Eskiler niye özlenir sizce? Yeniler iyi olmadığından mı acaba? İsterseniz bir eski dostlukları bakın, bir de şimdiye; eski ramazanları bakın, bir de şimdiye.
Eskiden demişken
- Komşudan pişen bize, bizden pişen komşuya düşerdi.
- Sular çeşmeden içilirdi, 1 liraya satılmazdı.
- Salça, erişte evde yapılırdı. Yapamayana verilirdi.
- Maddiyat yoktu. Dostluk, kardeşlik önde giderdi.
- Kapılarda kilit yoktu. Kimse kimsenin malına, namusuna kötü gözle bakmazdı.
- Yoksulluk vardı, açlık yoktu. Bilinirdi ki komşun seni hiçbir şeye değişmezdi.
- Geceler ayaz, sokaklar karanlık. Bekçiler ha bire düdük çalardı. Ne korku vardı, ne de hırsız.
- Her şey selamla hallolurdu. Ne kefil vardı, ne kredi kartı. Ama açlıktan ölen yoktu.
- İnsanlara incitmeden yardım edilirdi.
- Eskiden babalar, analar dışarıda alamayan olabilir diye dışarıda bir şey yemeyi yasakladı.
Anlayacağınız bitmeyen mutluluk, bitmeyen huzur vardı.
Hani bazen diyorum ya, “Nerede o eski insanlar?” Gerçekten o dönemin hepsi insandı, adam gibi adamdı.
Ben size bir şey diyeyim mi?
Eskiden iyilik yaparlardı, söylemezlerdi.

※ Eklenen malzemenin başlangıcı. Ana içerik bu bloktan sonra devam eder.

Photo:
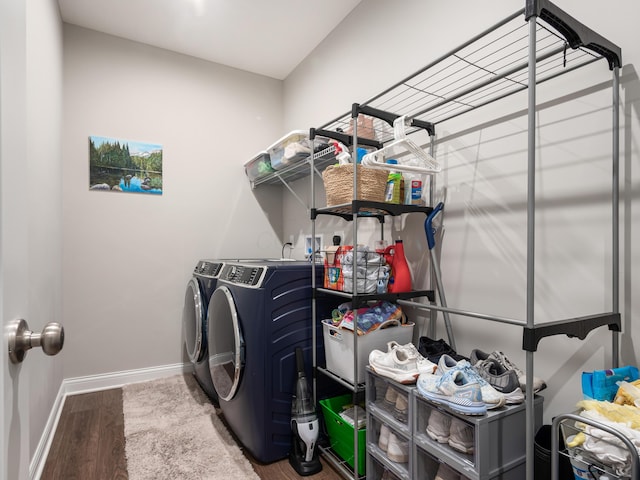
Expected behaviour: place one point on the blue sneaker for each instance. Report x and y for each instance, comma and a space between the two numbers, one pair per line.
455, 390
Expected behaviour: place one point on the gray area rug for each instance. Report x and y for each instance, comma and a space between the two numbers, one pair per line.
172, 432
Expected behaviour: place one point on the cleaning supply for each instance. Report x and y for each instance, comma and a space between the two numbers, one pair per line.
400, 277
412, 189
395, 185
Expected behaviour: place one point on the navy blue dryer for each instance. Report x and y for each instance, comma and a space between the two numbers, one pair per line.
258, 315
194, 321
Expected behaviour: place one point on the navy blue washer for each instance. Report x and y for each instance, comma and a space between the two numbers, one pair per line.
259, 313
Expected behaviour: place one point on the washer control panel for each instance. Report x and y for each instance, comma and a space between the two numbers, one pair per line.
249, 275
205, 268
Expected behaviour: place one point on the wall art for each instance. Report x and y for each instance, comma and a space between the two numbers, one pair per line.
118, 165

Sonraları hem yapmaya hem söylemeye başladılar. Şimdi ise sadece söylüyorlar. Etrafımız binlerce böyle insanlarla dolu.
“İnsanlar ayakkabıya benzer” demiş üstat. Nasıl olduğunu anlamak için bir süre yol alman gerek. İsterseniz kendimize bir soralım:
Sahi bu güzellikleri kim yok etti?
Sağlıkla kalın…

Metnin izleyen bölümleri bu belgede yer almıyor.